The goal was to be cheap, fast and have high volume. The plan was to make 12 of these, using some of the languages spoken in San Francisco.
The interview was shot on a black curtain using two cameras with matched time code. No cost (except two crew). The b-roll was a phone book in the office. Again, no cost. Editing was about 4 hours of crew time. The talent was a guy walking through the lobby of the library. No cost.

I really liked the end result. I thought they could be banged out, then expanded with more languages over time.

The client didn't like the idea of "average" people. We re-shot the same concept, but using 311 operators instead. That didn't have much punch to it. The client decided that a time-lapse project would be a more sweeping presentation. We spent many hours shooting time-lapse stills. And then the client's money ran out.

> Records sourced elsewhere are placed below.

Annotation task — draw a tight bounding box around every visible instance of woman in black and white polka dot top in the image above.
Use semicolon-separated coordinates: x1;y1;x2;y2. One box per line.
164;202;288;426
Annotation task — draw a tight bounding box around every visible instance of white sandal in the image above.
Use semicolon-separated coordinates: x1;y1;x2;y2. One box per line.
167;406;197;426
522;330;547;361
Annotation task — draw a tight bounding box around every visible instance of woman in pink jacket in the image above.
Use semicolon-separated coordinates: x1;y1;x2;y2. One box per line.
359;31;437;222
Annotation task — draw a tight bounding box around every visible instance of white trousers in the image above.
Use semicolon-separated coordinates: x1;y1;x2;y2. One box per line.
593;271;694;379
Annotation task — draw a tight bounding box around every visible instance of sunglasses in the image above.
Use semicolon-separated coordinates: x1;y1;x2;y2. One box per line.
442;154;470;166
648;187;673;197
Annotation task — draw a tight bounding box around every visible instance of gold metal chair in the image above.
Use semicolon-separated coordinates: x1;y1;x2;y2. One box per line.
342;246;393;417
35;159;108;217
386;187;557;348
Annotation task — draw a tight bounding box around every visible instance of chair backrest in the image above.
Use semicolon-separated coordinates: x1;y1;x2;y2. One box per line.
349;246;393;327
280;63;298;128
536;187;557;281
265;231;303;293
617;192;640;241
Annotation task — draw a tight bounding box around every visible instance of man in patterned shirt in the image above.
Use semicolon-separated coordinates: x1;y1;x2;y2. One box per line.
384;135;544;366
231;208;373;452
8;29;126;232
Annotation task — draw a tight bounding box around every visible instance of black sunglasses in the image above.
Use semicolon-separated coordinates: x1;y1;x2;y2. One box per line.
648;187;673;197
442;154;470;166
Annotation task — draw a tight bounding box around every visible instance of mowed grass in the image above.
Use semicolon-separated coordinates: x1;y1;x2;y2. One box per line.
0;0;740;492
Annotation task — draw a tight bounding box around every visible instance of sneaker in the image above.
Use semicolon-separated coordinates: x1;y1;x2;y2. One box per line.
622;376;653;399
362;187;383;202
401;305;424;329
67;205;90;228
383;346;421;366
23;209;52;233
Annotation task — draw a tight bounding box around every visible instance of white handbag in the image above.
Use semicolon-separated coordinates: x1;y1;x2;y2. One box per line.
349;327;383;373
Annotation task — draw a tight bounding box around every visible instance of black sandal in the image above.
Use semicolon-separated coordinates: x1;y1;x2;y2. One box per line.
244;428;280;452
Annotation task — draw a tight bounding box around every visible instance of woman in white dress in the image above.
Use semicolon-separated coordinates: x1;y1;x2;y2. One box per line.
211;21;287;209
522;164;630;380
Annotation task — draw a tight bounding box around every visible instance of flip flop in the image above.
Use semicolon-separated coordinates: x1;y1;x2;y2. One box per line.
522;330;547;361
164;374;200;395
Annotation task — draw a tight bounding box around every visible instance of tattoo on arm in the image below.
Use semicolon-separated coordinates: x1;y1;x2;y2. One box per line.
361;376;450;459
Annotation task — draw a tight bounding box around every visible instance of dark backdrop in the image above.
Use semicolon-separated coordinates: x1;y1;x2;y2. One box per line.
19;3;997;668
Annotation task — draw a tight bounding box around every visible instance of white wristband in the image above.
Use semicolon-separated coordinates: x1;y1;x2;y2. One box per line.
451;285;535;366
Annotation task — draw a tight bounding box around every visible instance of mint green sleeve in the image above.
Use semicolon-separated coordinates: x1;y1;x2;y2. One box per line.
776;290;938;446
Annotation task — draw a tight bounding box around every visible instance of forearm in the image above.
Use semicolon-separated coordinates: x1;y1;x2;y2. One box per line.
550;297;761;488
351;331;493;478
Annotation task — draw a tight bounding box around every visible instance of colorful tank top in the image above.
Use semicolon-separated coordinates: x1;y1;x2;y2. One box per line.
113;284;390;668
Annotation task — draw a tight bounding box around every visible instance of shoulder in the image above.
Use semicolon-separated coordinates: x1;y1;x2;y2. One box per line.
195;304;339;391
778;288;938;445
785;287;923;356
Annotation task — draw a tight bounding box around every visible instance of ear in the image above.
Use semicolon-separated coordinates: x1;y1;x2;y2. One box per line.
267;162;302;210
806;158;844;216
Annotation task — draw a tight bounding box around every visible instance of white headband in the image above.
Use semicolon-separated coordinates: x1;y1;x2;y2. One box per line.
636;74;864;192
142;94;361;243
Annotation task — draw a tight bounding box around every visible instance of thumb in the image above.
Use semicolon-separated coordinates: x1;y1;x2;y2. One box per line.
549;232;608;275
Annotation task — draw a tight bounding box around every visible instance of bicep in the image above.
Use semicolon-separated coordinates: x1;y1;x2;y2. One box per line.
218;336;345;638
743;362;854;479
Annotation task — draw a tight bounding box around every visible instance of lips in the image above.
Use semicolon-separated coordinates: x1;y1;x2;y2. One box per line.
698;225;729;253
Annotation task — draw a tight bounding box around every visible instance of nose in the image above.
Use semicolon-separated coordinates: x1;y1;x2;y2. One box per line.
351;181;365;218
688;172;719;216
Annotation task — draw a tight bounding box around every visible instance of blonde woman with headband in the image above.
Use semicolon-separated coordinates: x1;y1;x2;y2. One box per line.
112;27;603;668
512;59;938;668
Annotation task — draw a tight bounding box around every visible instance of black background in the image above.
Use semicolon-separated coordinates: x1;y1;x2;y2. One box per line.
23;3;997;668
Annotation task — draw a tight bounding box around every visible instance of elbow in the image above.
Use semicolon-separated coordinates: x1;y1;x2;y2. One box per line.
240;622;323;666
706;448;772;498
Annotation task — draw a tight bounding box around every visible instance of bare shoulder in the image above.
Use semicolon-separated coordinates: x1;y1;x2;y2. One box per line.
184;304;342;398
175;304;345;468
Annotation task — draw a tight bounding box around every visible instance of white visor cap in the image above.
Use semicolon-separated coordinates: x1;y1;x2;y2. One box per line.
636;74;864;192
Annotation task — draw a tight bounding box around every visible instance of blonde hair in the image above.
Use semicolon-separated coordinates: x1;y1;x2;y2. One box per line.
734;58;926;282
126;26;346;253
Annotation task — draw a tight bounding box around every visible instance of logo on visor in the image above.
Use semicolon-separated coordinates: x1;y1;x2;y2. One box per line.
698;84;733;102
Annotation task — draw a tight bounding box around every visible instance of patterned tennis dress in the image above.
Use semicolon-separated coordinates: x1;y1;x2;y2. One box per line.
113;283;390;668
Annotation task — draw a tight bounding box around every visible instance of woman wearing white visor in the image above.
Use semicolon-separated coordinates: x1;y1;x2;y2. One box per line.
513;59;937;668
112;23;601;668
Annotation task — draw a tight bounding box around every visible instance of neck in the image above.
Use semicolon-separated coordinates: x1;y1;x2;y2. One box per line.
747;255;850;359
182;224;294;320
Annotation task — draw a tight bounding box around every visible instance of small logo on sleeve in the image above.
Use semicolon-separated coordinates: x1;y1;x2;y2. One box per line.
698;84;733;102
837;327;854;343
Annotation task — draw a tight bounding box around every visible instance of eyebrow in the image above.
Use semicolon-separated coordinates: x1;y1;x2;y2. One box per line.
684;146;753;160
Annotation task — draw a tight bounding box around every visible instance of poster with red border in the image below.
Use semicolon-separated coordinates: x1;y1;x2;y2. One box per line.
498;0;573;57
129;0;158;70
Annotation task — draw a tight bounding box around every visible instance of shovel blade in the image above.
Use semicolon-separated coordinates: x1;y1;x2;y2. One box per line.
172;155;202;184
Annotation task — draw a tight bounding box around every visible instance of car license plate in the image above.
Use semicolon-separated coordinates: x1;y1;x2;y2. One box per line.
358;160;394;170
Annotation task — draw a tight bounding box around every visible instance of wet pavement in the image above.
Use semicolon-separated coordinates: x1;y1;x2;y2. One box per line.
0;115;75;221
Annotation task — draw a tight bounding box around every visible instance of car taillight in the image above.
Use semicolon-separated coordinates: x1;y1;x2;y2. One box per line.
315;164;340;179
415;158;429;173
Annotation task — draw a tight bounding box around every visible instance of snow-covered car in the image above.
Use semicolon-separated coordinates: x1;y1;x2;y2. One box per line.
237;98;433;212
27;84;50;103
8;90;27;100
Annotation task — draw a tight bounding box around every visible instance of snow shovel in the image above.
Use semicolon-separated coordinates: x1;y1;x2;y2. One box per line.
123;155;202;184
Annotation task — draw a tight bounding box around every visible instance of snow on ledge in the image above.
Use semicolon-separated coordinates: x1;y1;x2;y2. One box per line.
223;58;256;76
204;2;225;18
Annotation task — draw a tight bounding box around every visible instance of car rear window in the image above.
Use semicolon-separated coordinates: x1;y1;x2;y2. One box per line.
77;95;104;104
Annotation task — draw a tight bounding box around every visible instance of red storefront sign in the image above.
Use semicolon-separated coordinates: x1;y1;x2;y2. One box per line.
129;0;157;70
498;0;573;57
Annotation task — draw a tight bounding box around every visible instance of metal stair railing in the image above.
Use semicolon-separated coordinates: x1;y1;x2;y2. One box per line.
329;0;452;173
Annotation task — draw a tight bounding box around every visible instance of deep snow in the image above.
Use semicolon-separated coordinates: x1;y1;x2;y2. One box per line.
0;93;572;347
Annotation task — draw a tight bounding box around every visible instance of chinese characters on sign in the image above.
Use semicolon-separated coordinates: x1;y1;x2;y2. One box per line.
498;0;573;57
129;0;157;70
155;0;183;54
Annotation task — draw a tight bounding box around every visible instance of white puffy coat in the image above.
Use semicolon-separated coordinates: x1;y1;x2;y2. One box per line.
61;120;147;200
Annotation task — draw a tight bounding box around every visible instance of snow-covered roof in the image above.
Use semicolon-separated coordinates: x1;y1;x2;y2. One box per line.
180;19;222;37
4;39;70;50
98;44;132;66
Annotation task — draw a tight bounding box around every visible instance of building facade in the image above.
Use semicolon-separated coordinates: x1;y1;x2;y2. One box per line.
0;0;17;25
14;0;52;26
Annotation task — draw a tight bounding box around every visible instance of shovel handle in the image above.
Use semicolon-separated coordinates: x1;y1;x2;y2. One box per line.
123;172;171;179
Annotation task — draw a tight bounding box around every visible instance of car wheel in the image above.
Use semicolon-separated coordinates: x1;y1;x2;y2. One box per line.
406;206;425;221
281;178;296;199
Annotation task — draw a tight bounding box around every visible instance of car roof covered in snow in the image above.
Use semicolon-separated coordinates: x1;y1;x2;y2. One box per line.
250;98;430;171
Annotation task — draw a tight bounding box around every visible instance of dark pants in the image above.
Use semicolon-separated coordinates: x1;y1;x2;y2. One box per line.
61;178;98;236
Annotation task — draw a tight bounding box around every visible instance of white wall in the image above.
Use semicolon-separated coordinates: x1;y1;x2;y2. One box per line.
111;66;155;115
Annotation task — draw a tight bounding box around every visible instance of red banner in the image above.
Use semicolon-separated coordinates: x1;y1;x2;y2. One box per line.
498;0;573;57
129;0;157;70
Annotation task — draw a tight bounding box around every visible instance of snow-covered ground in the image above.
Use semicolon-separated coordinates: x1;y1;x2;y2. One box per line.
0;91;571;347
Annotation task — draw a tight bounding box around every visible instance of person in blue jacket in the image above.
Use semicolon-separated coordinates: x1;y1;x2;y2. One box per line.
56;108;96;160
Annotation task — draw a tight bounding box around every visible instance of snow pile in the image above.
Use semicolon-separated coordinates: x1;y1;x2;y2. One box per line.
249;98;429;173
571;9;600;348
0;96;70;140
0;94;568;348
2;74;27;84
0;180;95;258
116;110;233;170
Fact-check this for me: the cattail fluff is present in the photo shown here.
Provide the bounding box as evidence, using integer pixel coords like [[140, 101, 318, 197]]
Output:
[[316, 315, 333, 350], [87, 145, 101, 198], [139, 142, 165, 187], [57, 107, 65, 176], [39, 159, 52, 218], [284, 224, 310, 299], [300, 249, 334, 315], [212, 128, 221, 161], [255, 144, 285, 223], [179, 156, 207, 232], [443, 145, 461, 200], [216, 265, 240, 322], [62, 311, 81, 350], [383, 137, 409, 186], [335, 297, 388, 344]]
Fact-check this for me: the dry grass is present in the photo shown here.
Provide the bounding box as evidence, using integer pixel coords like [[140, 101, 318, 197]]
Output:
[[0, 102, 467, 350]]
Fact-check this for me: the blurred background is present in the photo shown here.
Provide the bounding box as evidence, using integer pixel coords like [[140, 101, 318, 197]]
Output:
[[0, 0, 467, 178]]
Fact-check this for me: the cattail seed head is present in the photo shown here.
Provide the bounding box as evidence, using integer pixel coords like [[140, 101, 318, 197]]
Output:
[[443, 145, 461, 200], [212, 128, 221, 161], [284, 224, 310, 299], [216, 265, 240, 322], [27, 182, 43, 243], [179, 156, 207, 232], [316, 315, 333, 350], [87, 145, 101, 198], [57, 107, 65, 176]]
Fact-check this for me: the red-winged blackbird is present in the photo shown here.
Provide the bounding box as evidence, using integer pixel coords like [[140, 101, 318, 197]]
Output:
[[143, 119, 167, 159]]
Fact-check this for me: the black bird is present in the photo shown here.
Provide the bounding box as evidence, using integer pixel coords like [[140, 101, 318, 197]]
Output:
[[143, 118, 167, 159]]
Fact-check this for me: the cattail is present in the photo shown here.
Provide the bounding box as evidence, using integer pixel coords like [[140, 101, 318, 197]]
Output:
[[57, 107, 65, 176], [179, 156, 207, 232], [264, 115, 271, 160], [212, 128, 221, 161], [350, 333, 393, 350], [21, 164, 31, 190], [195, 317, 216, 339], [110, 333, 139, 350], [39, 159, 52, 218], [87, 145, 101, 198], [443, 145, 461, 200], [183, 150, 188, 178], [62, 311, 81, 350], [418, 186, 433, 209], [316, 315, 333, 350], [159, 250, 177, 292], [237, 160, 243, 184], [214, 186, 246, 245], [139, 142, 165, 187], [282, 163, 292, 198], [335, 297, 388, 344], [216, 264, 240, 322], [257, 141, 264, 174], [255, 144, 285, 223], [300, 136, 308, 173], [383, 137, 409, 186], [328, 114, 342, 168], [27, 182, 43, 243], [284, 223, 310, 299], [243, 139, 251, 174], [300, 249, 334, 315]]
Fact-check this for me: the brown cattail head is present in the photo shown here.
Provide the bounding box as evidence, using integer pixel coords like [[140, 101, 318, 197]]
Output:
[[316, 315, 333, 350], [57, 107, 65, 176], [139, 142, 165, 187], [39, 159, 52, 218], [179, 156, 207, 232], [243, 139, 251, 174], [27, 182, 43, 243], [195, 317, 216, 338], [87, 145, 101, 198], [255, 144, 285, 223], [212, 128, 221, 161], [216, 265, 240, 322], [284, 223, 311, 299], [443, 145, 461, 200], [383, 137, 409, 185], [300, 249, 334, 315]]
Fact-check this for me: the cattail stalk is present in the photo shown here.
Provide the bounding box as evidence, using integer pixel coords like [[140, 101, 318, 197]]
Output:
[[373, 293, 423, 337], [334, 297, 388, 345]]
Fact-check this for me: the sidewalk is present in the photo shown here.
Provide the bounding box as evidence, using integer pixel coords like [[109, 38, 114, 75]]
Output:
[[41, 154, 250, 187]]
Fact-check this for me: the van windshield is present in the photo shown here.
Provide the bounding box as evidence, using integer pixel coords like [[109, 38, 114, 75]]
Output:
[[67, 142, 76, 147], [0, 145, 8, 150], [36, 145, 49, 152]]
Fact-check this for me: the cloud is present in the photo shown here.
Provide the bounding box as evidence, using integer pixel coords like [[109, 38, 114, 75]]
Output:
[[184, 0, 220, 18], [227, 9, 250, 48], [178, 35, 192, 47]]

This cheap & fast YouTube clip is all that remains.

Monday, September 03, 2007

SFPL "Main Stage"

This is a fun and relatively easy production. Well... at least now it is.

Covering San Francisco Public Library events isn't really in the mission of SFGTV. We wanted to do the program, but had to find a production model that would justify it.

First I wrote the complete proposal of how the project would operate. This isn't as hard as writing a grant application. You just need a two-page brief of your project-
The Library books the guests and the guests drive the content (so pre-production is minimal).
The Koret Auditorium stage is pre-existing (no set construction, no lighting/dressing/teardown hours).

The key to Main Stage was keeping labor costs down. I wrote the first-ever internship ads for SFGTV and advertised online. Sean Mitchell, the new Media Internship coordinator at SF State, was a huge help.

The admin of a start-up show AND a start-up intern program was a little high. Interviewing candidates and establishing library contacts took time. Equipment training took time. Using an intern to create the graphics package was a chokepoint in the process.

After the summer interns came through: Main Stage is complete, on the air and everybody's happy. It now has institutional support, established work patterns and a new piece of technology has come along- the Anycast system from Sony. (More on that later...)

I like the show. It could be better (install lighting, audio feed upgrades, more crew, rehearsals) but for the cost of production I think its great. This is the kind of content that niche narrow-casters, i.e. PEG channels and podcasters, are going to be relying on.